02 Polishing & Assessment - Linafina100/GenomeAnalysis GitHub Wiki

Assembly Polishing and Assessment

1. Polishing with Pilon

Draft assemblies generated from long-read sequencing technologies like Nanopore, often contain a higher error rate which could be seen in the FastQC report, see 01 Pre-proccessing. The goal of this step was to correct these sequence errors to improve the overall accuracy of Chromosome 3 before annotation.

The polishing was performed with Pilon software to improve the Flye draft assembly by using more accurate, short Illumina reads, mapping them back to the draft genome to identify and correct structural inconsistencies. The exact script used (5_pilon_polishing_chr3.sh) can be found in the repository's code directory.

2. Assembly Evaluation

2.1 Comparing Pre- and Post Polishing with QUAST

To determine if the polishing step structurally improved the assembly, we compared the pre-polished and post-polished fasta files using QUAST. The statistics of this analysis can be seen in Table 1 below.

Table 1. Summary of QUAST statistics, comparing the initial Flye assembly to assembly post polishing.
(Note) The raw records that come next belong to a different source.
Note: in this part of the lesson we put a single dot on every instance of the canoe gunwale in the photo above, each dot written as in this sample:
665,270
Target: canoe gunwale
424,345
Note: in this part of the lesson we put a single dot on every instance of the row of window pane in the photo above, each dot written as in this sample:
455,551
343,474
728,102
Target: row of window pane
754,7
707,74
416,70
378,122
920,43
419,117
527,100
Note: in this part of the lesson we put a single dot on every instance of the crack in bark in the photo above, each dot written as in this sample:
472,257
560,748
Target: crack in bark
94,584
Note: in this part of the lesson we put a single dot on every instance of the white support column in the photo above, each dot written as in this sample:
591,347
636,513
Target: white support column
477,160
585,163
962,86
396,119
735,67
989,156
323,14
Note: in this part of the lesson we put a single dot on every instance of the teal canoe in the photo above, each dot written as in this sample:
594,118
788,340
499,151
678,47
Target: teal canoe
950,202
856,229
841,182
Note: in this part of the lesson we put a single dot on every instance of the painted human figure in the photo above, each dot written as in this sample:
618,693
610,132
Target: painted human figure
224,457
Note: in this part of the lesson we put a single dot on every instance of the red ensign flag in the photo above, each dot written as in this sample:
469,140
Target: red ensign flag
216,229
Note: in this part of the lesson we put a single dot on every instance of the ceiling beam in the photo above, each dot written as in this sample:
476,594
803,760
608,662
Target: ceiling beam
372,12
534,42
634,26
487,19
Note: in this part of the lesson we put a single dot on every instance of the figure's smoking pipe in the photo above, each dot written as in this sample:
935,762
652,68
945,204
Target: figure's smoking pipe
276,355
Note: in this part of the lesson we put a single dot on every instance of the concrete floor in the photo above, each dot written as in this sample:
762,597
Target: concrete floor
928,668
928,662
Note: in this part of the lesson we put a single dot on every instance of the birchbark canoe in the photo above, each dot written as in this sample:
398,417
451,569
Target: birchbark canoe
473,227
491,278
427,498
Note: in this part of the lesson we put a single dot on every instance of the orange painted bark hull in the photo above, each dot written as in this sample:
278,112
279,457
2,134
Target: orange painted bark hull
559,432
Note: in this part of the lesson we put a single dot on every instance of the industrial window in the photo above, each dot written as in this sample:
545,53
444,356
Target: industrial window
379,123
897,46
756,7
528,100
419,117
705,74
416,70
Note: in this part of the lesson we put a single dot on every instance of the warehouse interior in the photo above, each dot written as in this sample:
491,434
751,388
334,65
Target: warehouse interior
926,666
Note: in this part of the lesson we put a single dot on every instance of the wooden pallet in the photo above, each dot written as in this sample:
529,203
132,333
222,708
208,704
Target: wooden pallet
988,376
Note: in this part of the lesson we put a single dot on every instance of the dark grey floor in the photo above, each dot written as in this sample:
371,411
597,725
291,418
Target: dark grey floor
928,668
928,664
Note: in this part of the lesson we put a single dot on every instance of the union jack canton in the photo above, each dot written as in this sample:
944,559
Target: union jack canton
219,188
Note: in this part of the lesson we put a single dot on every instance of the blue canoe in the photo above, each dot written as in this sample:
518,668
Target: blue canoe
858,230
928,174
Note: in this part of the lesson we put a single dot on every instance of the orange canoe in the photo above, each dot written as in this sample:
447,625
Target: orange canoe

The total length increased by roughly 20 kb, indicating that Pilon successfully filled in missing deletions. The L50 remained stable, meaning the polishing process did not break the contigs apart but it not extend them either. Because we are only assembling chromosome 3, it is hard to compare these numbers to the reference assembly where the whole-genome was assembled. The GC-content of 41.96 % of consistent with the GC-content of the whole-genome anlysis of 41.86 %.
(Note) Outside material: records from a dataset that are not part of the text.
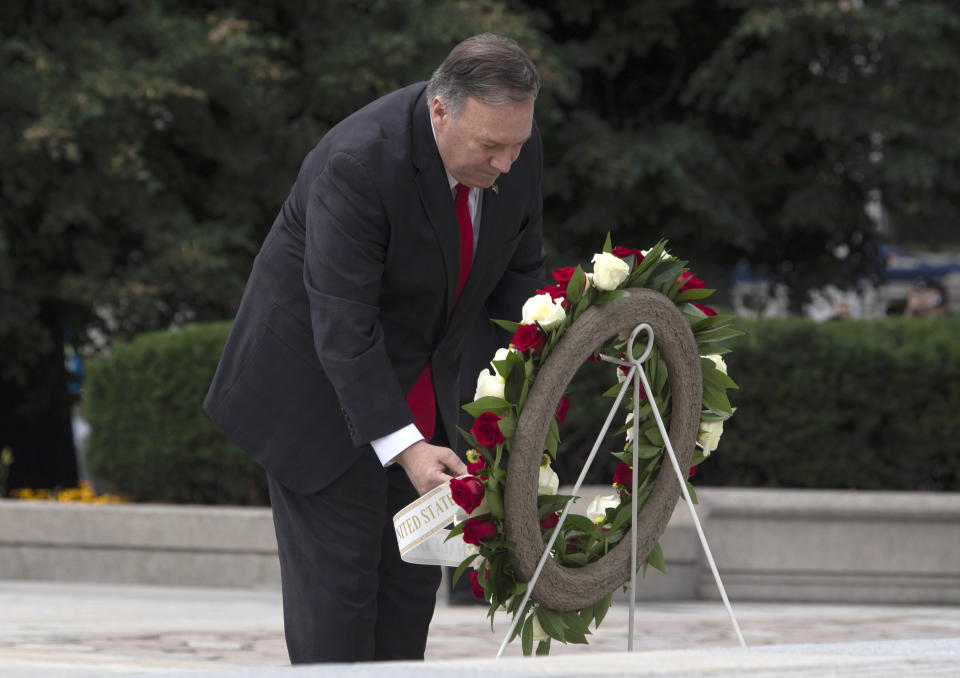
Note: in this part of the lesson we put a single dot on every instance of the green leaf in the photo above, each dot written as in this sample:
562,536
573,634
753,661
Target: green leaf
469,437
550,621
487,404
715,398
575,521
513,389
655,558
573,621
462,567
575,286
507,426
600,610
508,325
550,503
715,376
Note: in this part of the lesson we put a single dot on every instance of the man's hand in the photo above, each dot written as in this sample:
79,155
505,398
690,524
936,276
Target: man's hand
430,465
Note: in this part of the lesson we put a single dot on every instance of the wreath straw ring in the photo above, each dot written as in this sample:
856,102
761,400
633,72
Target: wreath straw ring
509,496
566,588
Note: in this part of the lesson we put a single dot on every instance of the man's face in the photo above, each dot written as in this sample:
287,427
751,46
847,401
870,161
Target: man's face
480,142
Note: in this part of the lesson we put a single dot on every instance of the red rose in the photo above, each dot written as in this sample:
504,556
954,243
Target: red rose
624,252
474,467
476,530
556,292
690,282
529,337
563,275
549,521
487,430
623,476
475,585
467,492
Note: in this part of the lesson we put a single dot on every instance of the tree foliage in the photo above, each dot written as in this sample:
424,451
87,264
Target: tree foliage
145,147
756,131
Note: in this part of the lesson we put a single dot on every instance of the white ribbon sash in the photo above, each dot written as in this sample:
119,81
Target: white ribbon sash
421,530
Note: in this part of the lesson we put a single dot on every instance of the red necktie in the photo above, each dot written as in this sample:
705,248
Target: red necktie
421,399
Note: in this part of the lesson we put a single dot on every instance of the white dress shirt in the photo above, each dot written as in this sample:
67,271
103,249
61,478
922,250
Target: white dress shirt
392,444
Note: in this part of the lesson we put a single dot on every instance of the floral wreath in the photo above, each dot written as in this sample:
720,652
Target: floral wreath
500,398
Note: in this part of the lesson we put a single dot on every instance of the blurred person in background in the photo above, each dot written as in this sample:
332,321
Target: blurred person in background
929,298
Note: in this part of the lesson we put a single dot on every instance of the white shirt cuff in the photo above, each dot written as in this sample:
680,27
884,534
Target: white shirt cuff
390,445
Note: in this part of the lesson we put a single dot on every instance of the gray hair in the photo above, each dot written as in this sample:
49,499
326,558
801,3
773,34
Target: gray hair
490,67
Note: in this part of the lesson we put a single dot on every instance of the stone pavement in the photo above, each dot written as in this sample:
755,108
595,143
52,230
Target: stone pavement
54,630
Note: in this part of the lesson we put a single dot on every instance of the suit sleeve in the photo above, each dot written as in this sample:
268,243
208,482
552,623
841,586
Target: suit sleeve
346,244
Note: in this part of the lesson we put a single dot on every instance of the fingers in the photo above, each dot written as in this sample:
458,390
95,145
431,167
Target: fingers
452,462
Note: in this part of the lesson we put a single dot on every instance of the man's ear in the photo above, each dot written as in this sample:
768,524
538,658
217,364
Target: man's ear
438,113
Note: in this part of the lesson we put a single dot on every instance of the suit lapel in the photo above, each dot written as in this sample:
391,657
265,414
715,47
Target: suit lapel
490,240
435,195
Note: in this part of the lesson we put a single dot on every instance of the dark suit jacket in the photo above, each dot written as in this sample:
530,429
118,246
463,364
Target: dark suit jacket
352,293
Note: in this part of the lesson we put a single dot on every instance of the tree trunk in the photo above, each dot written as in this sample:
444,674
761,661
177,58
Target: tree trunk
35,418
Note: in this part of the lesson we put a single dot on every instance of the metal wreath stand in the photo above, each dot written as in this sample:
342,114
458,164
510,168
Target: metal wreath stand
562,588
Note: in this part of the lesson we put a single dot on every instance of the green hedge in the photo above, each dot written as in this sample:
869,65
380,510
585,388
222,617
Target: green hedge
150,438
847,404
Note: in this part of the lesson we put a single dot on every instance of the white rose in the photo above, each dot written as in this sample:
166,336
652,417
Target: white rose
597,510
609,271
544,310
489,385
664,255
709,435
548,481
718,362
538,633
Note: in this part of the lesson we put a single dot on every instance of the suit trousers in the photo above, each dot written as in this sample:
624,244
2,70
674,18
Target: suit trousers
347,595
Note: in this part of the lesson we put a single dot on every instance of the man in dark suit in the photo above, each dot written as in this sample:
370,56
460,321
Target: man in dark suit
340,375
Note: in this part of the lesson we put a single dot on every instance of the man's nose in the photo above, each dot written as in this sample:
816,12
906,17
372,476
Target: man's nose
502,161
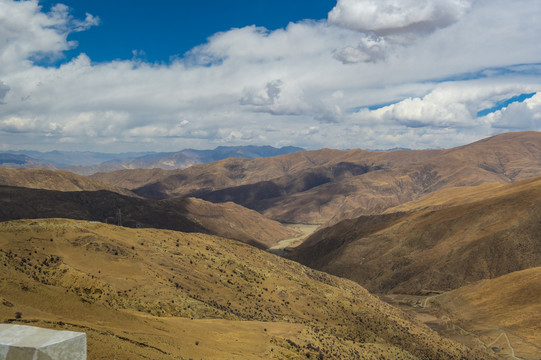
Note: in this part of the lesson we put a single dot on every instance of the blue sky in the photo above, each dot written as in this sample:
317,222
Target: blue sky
168,28
162,75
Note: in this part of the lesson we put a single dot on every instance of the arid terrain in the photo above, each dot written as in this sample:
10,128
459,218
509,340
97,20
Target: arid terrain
275,257
315,187
145,293
444,241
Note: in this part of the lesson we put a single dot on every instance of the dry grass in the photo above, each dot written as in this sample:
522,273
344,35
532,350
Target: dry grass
136,291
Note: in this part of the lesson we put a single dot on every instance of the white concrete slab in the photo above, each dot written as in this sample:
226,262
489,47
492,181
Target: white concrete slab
19,342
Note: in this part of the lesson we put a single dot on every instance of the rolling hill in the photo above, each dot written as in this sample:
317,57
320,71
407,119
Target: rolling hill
55,180
147,293
442,242
504,313
326,186
87,163
189,215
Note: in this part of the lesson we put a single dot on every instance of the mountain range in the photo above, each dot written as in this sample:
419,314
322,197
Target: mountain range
439,234
86,163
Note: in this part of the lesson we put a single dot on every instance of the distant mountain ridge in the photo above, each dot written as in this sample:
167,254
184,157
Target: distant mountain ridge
87,163
326,186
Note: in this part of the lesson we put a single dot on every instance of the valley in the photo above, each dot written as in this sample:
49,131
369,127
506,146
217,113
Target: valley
324,254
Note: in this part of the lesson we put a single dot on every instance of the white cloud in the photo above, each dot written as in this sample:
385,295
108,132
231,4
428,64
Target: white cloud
388,17
524,115
28,33
294,86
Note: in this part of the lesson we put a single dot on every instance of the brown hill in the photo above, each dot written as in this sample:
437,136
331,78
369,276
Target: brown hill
504,313
55,180
318,186
442,243
189,215
147,293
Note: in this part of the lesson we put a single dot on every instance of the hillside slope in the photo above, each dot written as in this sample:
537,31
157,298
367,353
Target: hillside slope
330,185
189,215
441,243
504,312
55,180
146,293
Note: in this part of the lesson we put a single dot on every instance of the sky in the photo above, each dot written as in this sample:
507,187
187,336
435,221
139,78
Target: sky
118,76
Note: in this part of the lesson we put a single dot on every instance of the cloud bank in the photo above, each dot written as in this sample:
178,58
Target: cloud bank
317,83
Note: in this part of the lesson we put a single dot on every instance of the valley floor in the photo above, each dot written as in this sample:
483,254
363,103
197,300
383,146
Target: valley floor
502,342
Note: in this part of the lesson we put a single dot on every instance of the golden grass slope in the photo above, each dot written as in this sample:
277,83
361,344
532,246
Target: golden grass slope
145,293
189,215
317,186
54,180
442,242
504,313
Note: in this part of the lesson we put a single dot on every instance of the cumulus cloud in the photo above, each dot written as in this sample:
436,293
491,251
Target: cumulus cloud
27,32
457,105
388,17
369,49
385,24
524,115
3,91
301,85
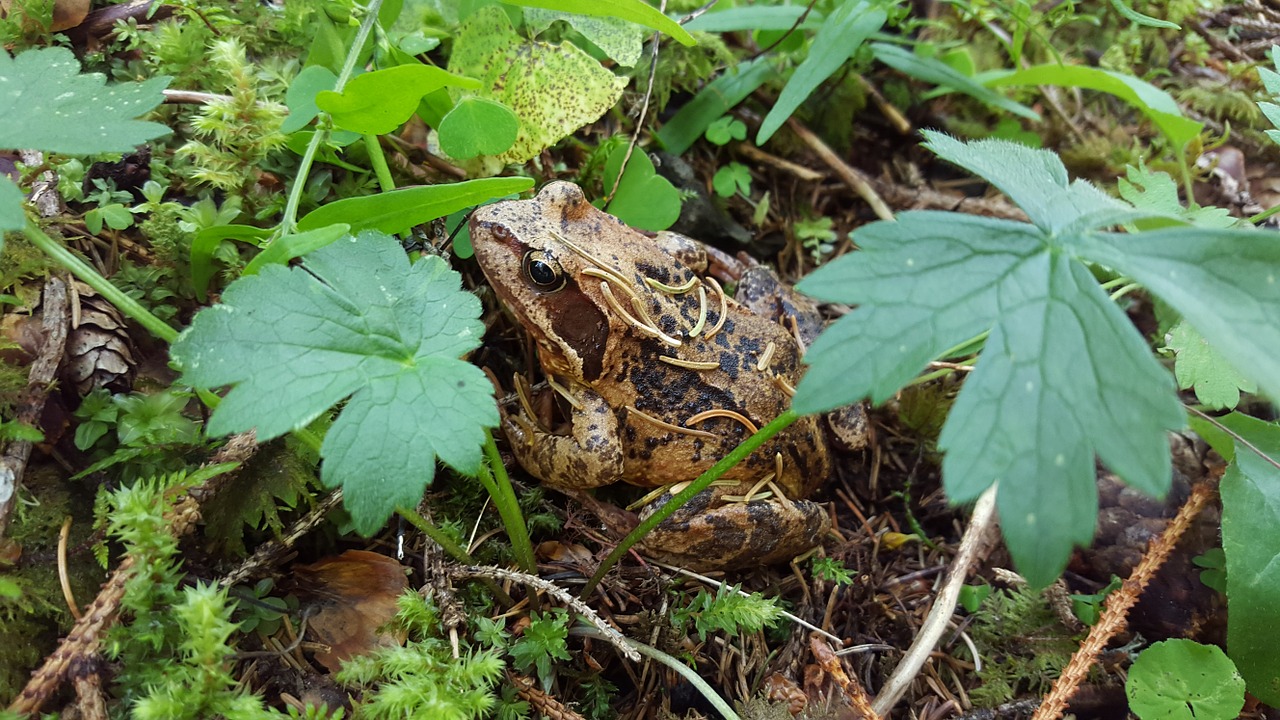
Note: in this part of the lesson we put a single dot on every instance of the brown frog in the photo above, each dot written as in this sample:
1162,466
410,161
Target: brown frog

Figure 1. Cumulative length of the initial assembly (draft) vs the polished assembly.

The cumulative contig length plot in Figure 1, shows that the polished assembly closely follows the same distribution as the draft assembly, indicating that Pilon did not introduce major structural changes. The slight increase in total assembly length suggests that small errors such as deletions were corrected. Overall, polishing improved sequence accuracy while preserving the original contiguity of the assembly.

3. Gene Completeness Assessment with BUSCO

To assess the biological quality and gene completeness of our polished Chromosome 3, BUSCO was ran on the assembly using the embryophyta_odb10 dataset (which contains 1,614 highly conserved plant genes). Results can be seen below.
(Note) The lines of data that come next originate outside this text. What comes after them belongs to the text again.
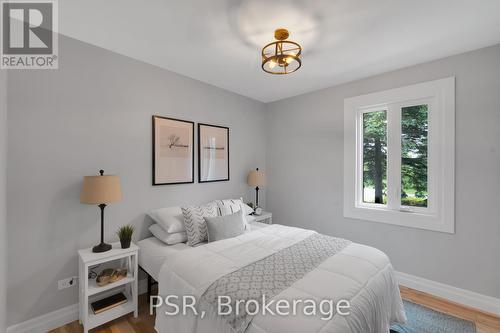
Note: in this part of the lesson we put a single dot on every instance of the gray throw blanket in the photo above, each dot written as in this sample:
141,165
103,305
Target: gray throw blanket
270,276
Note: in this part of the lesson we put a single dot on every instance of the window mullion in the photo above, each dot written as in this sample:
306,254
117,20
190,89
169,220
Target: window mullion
394,157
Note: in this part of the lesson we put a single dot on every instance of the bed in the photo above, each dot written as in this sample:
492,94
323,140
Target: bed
357,273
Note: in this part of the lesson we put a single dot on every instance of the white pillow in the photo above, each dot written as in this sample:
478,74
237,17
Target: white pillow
168,238
196,227
170,219
231,206
222,227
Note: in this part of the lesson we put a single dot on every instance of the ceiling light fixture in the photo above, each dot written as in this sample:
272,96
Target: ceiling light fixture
282,56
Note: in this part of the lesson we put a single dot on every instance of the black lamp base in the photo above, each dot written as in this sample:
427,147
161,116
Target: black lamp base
103,247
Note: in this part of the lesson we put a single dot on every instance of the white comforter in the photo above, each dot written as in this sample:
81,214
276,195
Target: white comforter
360,274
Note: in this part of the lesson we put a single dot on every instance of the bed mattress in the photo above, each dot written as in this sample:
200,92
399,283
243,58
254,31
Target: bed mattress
359,274
153,253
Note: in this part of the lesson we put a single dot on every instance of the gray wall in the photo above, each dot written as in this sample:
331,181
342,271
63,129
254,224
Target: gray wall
3,198
92,113
305,168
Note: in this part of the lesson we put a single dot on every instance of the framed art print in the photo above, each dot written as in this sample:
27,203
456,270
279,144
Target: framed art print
213,153
173,151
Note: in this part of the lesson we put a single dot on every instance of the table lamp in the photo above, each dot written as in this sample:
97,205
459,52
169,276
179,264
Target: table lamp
256,178
101,190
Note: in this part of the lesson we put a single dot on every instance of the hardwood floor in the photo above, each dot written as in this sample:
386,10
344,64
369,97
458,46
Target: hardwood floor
485,323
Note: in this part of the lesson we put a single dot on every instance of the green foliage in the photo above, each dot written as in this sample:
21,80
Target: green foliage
414,202
125,232
375,153
414,141
414,130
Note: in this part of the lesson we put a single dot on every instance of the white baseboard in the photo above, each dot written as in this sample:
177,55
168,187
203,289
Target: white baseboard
58,318
469,298
489,304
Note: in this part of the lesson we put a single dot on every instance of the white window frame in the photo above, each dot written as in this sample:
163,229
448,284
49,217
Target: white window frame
439,95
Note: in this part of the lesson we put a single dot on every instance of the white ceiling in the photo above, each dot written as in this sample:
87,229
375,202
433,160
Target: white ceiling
219,41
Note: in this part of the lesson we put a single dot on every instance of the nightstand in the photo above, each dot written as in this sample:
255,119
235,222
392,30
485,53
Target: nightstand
90,292
265,217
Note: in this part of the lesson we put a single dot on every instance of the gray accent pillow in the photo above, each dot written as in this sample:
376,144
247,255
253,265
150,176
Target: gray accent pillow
196,227
227,226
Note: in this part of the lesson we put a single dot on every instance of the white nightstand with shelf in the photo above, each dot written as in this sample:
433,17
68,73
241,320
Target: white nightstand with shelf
89,291
265,217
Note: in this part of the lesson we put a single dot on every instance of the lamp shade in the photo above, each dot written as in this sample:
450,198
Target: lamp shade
256,178
100,190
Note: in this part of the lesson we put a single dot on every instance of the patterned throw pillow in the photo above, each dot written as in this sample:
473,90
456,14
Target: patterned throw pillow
194,220
231,206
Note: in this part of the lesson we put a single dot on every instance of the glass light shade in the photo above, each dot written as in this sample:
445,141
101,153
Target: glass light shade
281,56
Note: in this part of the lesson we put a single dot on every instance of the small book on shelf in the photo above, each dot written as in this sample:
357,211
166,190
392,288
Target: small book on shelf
108,303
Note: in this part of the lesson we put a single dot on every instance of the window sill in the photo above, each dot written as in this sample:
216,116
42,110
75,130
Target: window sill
410,219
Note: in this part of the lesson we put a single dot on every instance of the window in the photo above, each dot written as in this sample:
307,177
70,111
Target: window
399,156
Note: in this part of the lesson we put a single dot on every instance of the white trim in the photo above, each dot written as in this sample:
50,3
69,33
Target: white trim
465,297
58,318
439,216
475,300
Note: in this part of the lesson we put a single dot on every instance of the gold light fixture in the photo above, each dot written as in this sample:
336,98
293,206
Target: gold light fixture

Table 2. BUSCO results of the polished assmebly.

BUSCO Category	Count	Percentage
Complete BUSCOs (C)	152	9.4%
-- Complete and single-copy (S)	145	9.0%
-- Complete and duplicated (D)	7	0.4%
Fragmented BUSCOs (F)	7	0.4%
Missing BUSCOs (M)	1455	90.1%
Total BUSCO groups searched (n)	1614	100%

Summary Notation: C:9.4%[S:9.0%,D:0.4%],F:0.4%,M:90.1%,n:1614,E:3.9%

The results above show that only 9.4 % of complete busco genes were found in the embryophyta_odb10 dataset. A score of 90.1% Missing (M) is the expected biological result for this specific analysis. The embryophyta database checks for universal core genes that belong to an entire plant genome but because we are only analyzing Chromosome 3, a majority of those 1,614 core genes could be located on other chromosomes. Therefore, the high proportion of missing BUSCOs should not be interpreted as poor assembly quality, but as a result of analyzing a single chromosome instead of the whole genome. Finding 152 core genes on this chromosome indicates that a subset of complete conserved plant genes are present on the assembled chromosome. The low fraction of duplicated BUSCO genes (0.4%) further indicates that the assembly is not affected by major redundancy or misassemblies. Overall, these results indicate that the assembly is structurally reasonable within the scope of chromosome 3, although BUSCO is not an ideal metric for assessing completeness in partial genome assemblies.